Information Technology Industry Groups have opposed the fee increases because they would make the H1B program not as effective.
By complaining that the increased fees would hurt the effectiveness of the program, they are admitting the purpose of the H1B program, instead of filling critical shortages in specific areas, is in fact the limitation of I.T. industry salaries.
If the purpose of the program was just to fill critical shortages, they would happily pay the increased fee's to get the help they so badly need, especially if the fees were used to increase the talent pool available to them in the future to fill future shortages.
Instead they just want to increase the number of H1B positions available, to artificially lower I.T. salaries by flooding the market with foreign workers, willing to work for below market wages in order to gain access to life in the U.S.
For far to long the Information Technology companies in this country have paid too much attention to their MBA'd managers, who are primarily concerned with keeping salaries artificially low so that they continue to reach falsely construed Wall Street expectations. These same companies, who are dependent on their I.T. Staffs to produce the actual product they market pay little or no attention to welfare of their I.T. workers.
I.T. workers across the country have seen their standard of living stagnate if not decrease over the life of the H1B program, because of the flood of foreign workers.
For more on this check out H1B visa update: No increased fees — SAP Watch:
It's time that we stand up tho these I.T. Industry MBA's and their fake shortage H1B scheme, they are not interested in filling shortages, they are interested in filling their pockets. H1B is little more that giving I.T. companies license to print money for their own use.

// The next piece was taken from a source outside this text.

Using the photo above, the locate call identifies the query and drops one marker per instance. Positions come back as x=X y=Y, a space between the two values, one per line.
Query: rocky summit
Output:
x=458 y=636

H1B visas have remained a hot button topic for SAP professionals for some time, and we’ve covered it quite a bit over the years. Last we heard, there was legislation put into motion to more than triple the H1B application fee, from $1,500 to $5,000. The influx of money would be used to fund new scholarships for U.S. students to the tune of $15,000 annually for qualified computer science students.
Well, that probably won’t happen after all. InformationWeek just reported that the amendment is most likely about the get the boot, which comes as good news to Microsoft, Sun and others who have gone on the record to support easing and increasing H1B visas. They view the H1B visa program as a key component of staying competitive and adequately staffing projects with the best and brightest in the world.
Call, phone, fax and email your congressional representation on this travesty of a bill, and tell them to vote no on the revised bill.